Sul punto sono intervenuti vari consiglieri, da Nicola Renzi ad Antonella Mularoni, che hanno sottolineato il peso politico e simbolico della questione palestinese e della tutela della bandiera sammarinese, pur con sfumature diverse nelle valutazioni sull’azione del governo israeliano e sulla gestione interna della vicenda navale. Fabio Righi ha invece criticato il metodo seguito nell’incontro con la delegazione italiana e ha espresso forti perplessità sull’andamento dell’accordo europeo, sulla pratica bulgara e sul possibile ruolo di San Marino nel futuro Tribunale speciale promosso dal Consiglio d’Europa per i crimini di aggressione contro l’Ucraina.

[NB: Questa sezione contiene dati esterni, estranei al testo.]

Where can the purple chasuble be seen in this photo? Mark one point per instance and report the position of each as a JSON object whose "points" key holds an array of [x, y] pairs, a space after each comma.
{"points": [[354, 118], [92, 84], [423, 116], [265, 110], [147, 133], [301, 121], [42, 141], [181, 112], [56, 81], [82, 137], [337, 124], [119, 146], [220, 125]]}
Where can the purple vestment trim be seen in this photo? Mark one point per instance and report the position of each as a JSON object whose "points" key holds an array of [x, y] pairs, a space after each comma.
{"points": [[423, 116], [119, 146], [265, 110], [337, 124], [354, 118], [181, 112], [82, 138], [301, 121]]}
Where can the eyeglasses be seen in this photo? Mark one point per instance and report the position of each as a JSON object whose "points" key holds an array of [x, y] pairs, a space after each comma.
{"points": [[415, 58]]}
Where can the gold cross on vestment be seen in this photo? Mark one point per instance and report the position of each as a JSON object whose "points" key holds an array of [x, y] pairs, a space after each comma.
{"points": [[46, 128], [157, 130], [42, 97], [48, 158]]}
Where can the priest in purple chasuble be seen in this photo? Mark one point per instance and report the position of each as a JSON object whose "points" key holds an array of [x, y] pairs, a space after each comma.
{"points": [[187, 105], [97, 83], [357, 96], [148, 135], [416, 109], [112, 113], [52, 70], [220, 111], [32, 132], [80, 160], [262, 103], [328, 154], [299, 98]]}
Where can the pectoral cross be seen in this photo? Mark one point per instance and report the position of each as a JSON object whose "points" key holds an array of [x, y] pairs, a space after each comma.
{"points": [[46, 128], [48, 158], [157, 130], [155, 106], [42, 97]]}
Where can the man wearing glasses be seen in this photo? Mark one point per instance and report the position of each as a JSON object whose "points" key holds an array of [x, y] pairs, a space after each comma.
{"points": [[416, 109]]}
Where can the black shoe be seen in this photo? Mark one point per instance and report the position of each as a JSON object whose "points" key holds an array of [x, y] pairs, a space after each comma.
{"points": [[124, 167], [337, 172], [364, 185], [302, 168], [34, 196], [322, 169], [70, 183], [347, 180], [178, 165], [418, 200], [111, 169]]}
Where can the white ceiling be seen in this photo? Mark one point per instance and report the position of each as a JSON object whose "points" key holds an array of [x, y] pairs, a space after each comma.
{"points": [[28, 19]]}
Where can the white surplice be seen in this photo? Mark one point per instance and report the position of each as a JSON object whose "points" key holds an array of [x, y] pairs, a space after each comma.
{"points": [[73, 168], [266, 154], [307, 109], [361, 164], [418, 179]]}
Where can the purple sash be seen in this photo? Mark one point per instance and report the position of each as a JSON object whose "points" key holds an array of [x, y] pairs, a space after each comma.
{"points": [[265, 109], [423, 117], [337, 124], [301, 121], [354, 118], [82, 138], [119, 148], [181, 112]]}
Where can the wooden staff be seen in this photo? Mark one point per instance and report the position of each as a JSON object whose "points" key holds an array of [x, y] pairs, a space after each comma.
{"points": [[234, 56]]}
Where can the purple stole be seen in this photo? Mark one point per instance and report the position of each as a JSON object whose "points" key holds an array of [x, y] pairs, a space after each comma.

Manuel Ciavatta, Matteo Rossi, Maria Luisa Berti e Lorenzo Bugli hanno difeso il lavoro del governo e della diplomazia sammarinese, insistendo sul valore del sostegno arrivato dal Parlamento italiano e invitando a evitare letture polemiche o allarmistiche. Anche Dalibor Riccardi ha ribadito la centralità del percorso europeo e chiesto che San Marino continui a farsi sentire sulle crisi umanitarie internazionali, a partire da Gaza.

La parte più delicata della seduta ha riguardato l’Accordo di Associazione. Beccari ha confermato che resta aperta la riserva del governo bulgaro, precisando però che non esiste una chiusura formale nei confronti di San Marino e che il dossier sarà ora esaminato in sede Coreper dalla presidenza cipriota. Ha respinto con durezza le ricostruzioni che ipotizzano trattative economiche con gli investitori bulgari, definendole infondate e offensive.